How to make housework palatable

Isn't that a catchy title for a blog post just before the holiday season?

Been out of pocket (and the country) for a while, but now that I'm back there are Things to Do. Like catching up on the blog. Like housework.

How can a house with one cat get so dusty in three weeks? Not that it was pristine when I left, as I tend to let things slide when I've something else in the offing. But when I can look at the piano and write a tune in the dust there, it's time to get cracking.

Housework and I have never been great friends. One cleans and the house just gets dirty again.

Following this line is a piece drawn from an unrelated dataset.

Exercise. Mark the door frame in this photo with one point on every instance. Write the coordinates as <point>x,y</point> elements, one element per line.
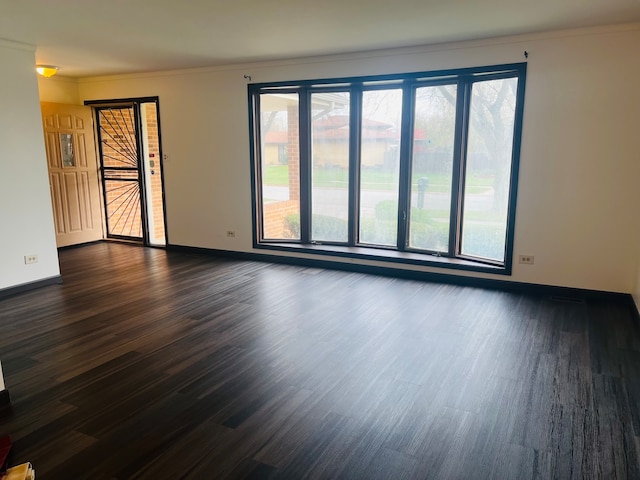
<point>134,102</point>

There would appear to be no honor between the top of the table and me.

However, I've been listening to Lost in Shangri-La by Mitchell Zuckoff and since I wouldn't be in the car for a longer period of time than 5 minutes for a week, and since I'd left the characters (this is a true story) in the lurch with the last chapter listened to, I turned on the audio book and started dusting.

(I really don't like to dust. Really. I blame my mother who thought the dining table legs needed to be dusted every week. I mean, who was going to be on the floor looking? That said, I don't mind vacuuming, but it's noisy and I couldn't have listened and vacuumed at the same time.)

I dusted and listened and moved the iPad from room to room. I found things to dust just so I could finish a chapter. What madness was this?

And I'm not finished with the book yet, despite also applying this new method to the upstairs. I feel a bread baking binge coming on.